Digitalisierung als Prozess

So groß die Bedeutung von ausreichend Wasser für den einzelnen Baum ist, so klein ist das Projekt im Vergleich zur Digitalisierung insgesamt. Die Mainzer Strategie umfasst fünf Arbeitsbereiche: Intelligente Infrastruktur; Digitale Verwaltung; Mobilität, Umwelt und Urbane Entwicklung; Wirtschaft, Innovation und Kooperation; Bildung und Zusammenleben. In jedem dieser Bereiche werden Ziele genannt und Projekte angestoßen. Ein Digitalisierungsbeirat soll die Verwaltung, insbesondere die Lenkungsgruppe „mainzDIGITAL”, die stadtnahen Gesellschaften und den Stadtrat in grundsätzlichen Fragen beraten.

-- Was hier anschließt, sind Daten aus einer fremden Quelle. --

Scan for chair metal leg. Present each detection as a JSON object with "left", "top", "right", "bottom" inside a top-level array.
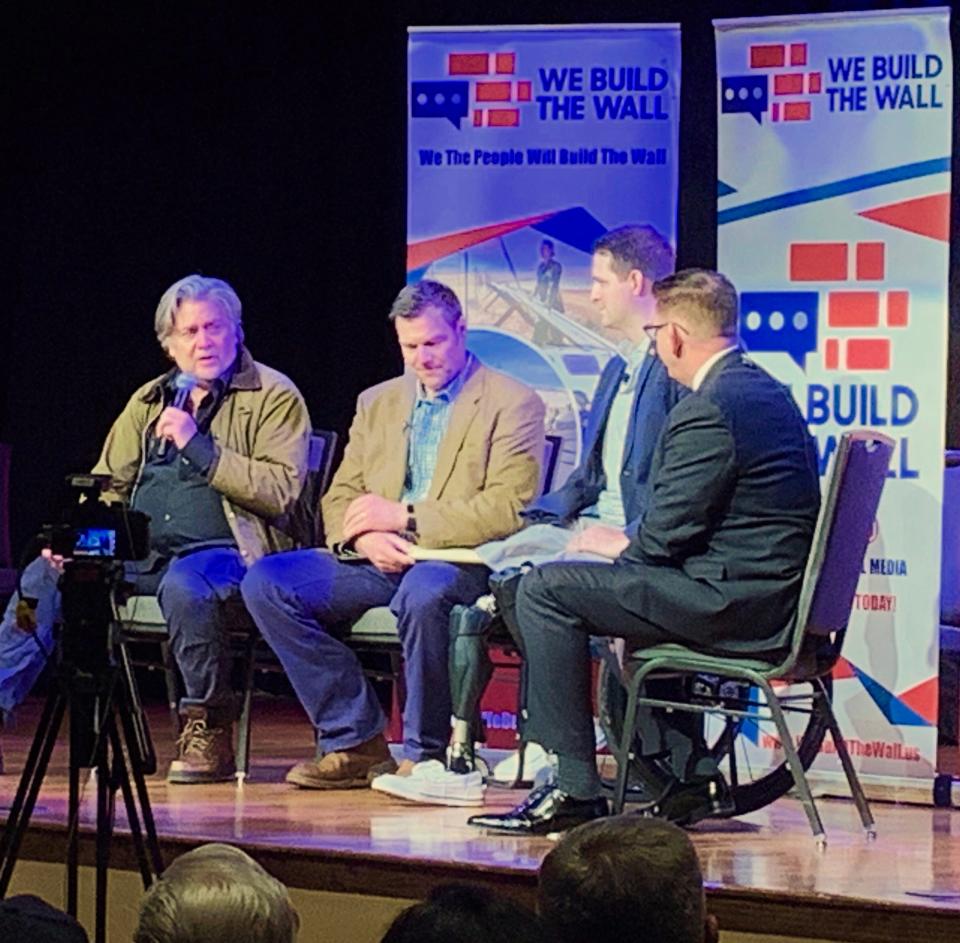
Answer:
[
  {"left": 815, "top": 678, "right": 876, "bottom": 837},
  {"left": 612, "top": 672, "right": 643, "bottom": 814},
  {"left": 762, "top": 680, "right": 826, "bottom": 844},
  {"left": 509, "top": 740, "right": 528, "bottom": 788},
  {"left": 159, "top": 641, "right": 181, "bottom": 734},
  {"left": 235, "top": 634, "right": 257, "bottom": 783}
]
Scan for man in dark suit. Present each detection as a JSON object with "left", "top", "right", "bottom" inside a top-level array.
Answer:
[{"left": 468, "top": 268, "right": 821, "bottom": 834}]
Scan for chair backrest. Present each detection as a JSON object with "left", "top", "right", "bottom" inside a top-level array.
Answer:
[
  {"left": 539, "top": 434, "right": 563, "bottom": 497},
  {"left": 941, "top": 450, "right": 960, "bottom": 626},
  {"left": 792, "top": 431, "right": 894, "bottom": 650},
  {"left": 310, "top": 429, "right": 339, "bottom": 497},
  {"left": 289, "top": 429, "right": 338, "bottom": 547}
]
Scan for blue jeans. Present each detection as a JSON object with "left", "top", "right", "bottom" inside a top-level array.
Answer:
[
  {"left": 241, "top": 550, "right": 490, "bottom": 761},
  {"left": 142, "top": 547, "right": 251, "bottom": 718}
]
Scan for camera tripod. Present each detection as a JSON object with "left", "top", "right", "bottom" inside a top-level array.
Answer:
[{"left": 0, "top": 563, "right": 164, "bottom": 943}]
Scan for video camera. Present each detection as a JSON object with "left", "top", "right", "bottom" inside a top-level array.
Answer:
[
  {"left": 43, "top": 473, "right": 150, "bottom": 562},
  {"left": 38, "top": 474, "right": 151, "bottom": 677}
]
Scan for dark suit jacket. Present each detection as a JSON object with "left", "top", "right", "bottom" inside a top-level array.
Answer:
[
  {"left": 619, "top": 349, "right": 820, "bottom": 653},
  {"left": 524, "top": 349, "right": 682, "bottom": 527}
]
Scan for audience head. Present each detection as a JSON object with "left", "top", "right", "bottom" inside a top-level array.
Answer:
[
  {"left": 388, "top": 280, "right": 467, "bottom": 394},
  {"left": 590, "top": 225, "right": 676, "bottom": 333},
  {"left": 0, "top": 895, "right": 88, "bottom": 943},
  {"left": 133, "top": 843, "right": 299, "bottom": 943},
  {"left": 381, "top": 882, "right": 546, "bottom": 943},
  {"left": 538, "top": 816, "right": 717, "bottom": 943},
  {"left": 650, "top": 267, "right": 739, "bottom": 387},
  {"left": 154, "top": 274, "right": 244, "bottom": 384}
]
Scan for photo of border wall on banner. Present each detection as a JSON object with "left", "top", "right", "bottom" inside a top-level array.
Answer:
[
  {"left": 716, "top": 8, "right": 952, "bottom": 786},
  {"left": 408, "top": 25, "right": 681, "bottom": 487}
]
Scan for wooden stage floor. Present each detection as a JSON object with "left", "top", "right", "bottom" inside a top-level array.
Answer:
[{"left": 2, "top": 696, "right": 960, "bottom": 942}]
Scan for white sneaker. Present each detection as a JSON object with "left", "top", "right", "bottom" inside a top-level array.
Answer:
[
  {"left": 371, "top": 759, "right": 485, "bottom": 807},
  {"left": 491, "top": 742, "right": 553, "bottom": 784}
]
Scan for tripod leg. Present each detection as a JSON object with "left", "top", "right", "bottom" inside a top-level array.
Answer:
[
  {"left": 66, "top": 749, "right": 80, "bottom": 917},
  {"left": 0, "top": 691, "right": 67, "bottom": 897},
  {"left": 107, "top": 719, "right": 153, "bottom": 889},
  {"left": 94, "top": 728, "right": 113, "bottom": 943},
  {"left": 117, "top": 675, "right": 164, "bottom": 878}
]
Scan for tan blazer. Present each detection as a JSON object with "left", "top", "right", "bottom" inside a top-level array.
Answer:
[{"left": 323, "top": 363, "right": 545, "bottom": 549}]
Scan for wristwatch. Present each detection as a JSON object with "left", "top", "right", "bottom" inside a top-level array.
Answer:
[{"left": 403, "top": 503, "right": 419, "bottom": 542}]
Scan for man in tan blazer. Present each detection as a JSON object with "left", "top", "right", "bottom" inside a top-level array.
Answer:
[{"left": 242, "top": 280, "right": 545, "bottom": 789}]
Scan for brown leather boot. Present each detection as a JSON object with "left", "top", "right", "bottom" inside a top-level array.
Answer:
[
  {"left": 286, "top": 733, "right": 395, "bottom": 789},
  {"left": 167, "top": 706, "right": 236, "bottom": 784}
]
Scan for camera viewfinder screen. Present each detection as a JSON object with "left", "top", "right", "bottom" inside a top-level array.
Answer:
[{"left": 74, "top": 527, "right": 117, "bottom": 557}]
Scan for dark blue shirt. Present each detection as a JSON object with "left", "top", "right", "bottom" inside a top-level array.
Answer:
[{"left": 131, "top": 367, "right": 236, "bottom": 558}]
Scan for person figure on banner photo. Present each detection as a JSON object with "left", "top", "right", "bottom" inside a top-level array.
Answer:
[
  {"left": 94, "top": 274, "right": 311, "bottom": 784},
  {"left": 532, "top": 238, "right": 566, "bottom": 346},
  {"left": 371, "top": 224, "right": 684, "bottom": 808},
  {"left": 467, "top": 268, "right": 821, "bottom": 835},
  {"left": 241, "top": 279, "right": 545, "bottom": 790},
  {"left": 533, "top": 238, "right": 564, "bottom": 313}
]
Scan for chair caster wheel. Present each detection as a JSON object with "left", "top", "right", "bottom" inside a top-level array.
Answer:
[{"left": 933, "top": 774, "right": 953, "bottom": 808}]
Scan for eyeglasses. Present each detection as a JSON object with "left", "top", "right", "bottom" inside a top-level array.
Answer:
[{"left": 642, "top": 321, "right": 689, "bottom": 342}]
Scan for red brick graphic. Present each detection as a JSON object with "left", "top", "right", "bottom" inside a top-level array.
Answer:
[
  {"left": 790, "top": 243, "right": 847, "bottom": 281},
  {"left": 487, "top": 108, "right": 519, "bottom": 127},
  {"left": 847, "top": 338, "right": 891, "bottom": 370},
  {"left": 828, "top": 291, "right": 881, "bottom": 328},
  {"left": 476, "top": 81, "right": 511, "bottom": 102},
  {"left": 855, "top": 242, "right": 885, "bottom": 281},
  {"left": 449, "top": 53, "right": 490, "bottom": 75},
  {"left": 750, "top": 44, "right": 786, "bottom": 68},
  {"left": 887, "top": 291, "right": 909, "bottom": 327},
  {"left": 774, "top": 73, "right": 804, "bottom": 95}
]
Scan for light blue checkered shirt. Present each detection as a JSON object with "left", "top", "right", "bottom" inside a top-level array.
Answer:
[{"left": 401, "top": 355, "right": 475, "bottom": 504}]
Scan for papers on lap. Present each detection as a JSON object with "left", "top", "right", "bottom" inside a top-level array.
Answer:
[
  {"left": 334, "top": 545, "right": 485, "bottom": 565},
  {"left": 408, "top": 546, "right": 485, "bottom": 565}
]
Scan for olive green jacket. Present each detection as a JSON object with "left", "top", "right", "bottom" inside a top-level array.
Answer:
[{"left": 92, "top": 348, "right": 311, "bottom": 564}]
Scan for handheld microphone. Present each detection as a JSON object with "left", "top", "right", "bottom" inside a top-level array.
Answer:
[{"left": 157, "top": 372, "right": 198, "bottom": 459}]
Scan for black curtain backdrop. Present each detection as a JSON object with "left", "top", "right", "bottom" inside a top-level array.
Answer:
[{"left": 2, "top": 1, "right": 957, "bottom": 554}]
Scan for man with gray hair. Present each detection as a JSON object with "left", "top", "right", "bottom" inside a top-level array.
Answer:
[
  {"left": 133, "top": 843, "right": 299, "bottom": 943},
  {"left": 242, "top": 279, "right": 544, "bottom": 790},
  {"left": 94, "top": 274, "right": 311, "bottom": 784}
]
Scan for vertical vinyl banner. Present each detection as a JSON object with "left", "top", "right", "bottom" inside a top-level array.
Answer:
[
  {"left": 408, "top": 26, "right": 680, "bottom": 484},
  {"left": 716, "top": 8, "right": 952, "bottom": 783}
]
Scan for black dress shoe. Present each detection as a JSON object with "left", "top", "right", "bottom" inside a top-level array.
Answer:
[
  {"left": 467, "top": 784, "right": 608, "bottom": 835},
  {"left": 652, "top": 775, "right": 735, "bottom": 827}
]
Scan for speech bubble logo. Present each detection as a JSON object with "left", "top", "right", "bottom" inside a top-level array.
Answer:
[
  {"left": 411, "top": 81, "right": 470, "bottom": 129},
  {"left": 721, "top": 75, "right": 768, "bottom": 124},
  {"left": 740, "top": 291, "right": 819, "bottom": 370}
]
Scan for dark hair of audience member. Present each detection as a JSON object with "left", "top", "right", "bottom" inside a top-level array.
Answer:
[
  {"left": 381, "top": 882, "right": 546, "bottom": 943},
  {"left": 538, "top": 816, "right": 717, "bottom": 943},
  {"left": 133, "top": 843, "right": 299, "bottom": 943}
]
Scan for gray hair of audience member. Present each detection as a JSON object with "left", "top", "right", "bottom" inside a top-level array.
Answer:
[
  {"left": 652, "top": 267, "right": 739, "bottom": 340},
  {"left": 592, "top": 224, "right": 676, "bottom": 282},
  {"left": 154, "top": 274, "right": 244, "bottom": 351},
  {"left": 538, "top": 816, "right": 716, "bottom": 943},
  {"left": 133, "top": 843, "right": 299, "bottom": 943},
  {"left": 387, "top": 280, "right": 463, "bottom": 326}
]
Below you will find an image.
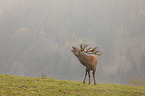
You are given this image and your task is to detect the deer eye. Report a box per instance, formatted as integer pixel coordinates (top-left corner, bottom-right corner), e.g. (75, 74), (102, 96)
(78, 50), (81, 53)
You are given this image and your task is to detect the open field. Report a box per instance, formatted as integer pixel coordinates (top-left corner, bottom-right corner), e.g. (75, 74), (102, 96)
(0, 74), (145, 96)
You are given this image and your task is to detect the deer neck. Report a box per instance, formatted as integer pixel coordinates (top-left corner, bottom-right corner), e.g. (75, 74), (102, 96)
(77, 52), (88, 63)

Es ist ein vor Jahren begonnener und fortlaufender Prozess. Jeder Vorgang innerhalb der Stadtverwaltung, aber auch mit Partnern aus Wissenschaft oder Wirtschaft, wird angeschaut und auf Digitalisierungsfähigkeit überprüft. Manches ist dann schnell umsetzbar, anderes muss langfristig geplant werden. Auf der Homepage der Stadt kann sich jede und jeder auf dem Bürgerserviceportal anschauen, welche Services online angeboten werden. Mitte Mai waren hier rund 65 sogenannte „digitale Antragsstrecken“ zu finden.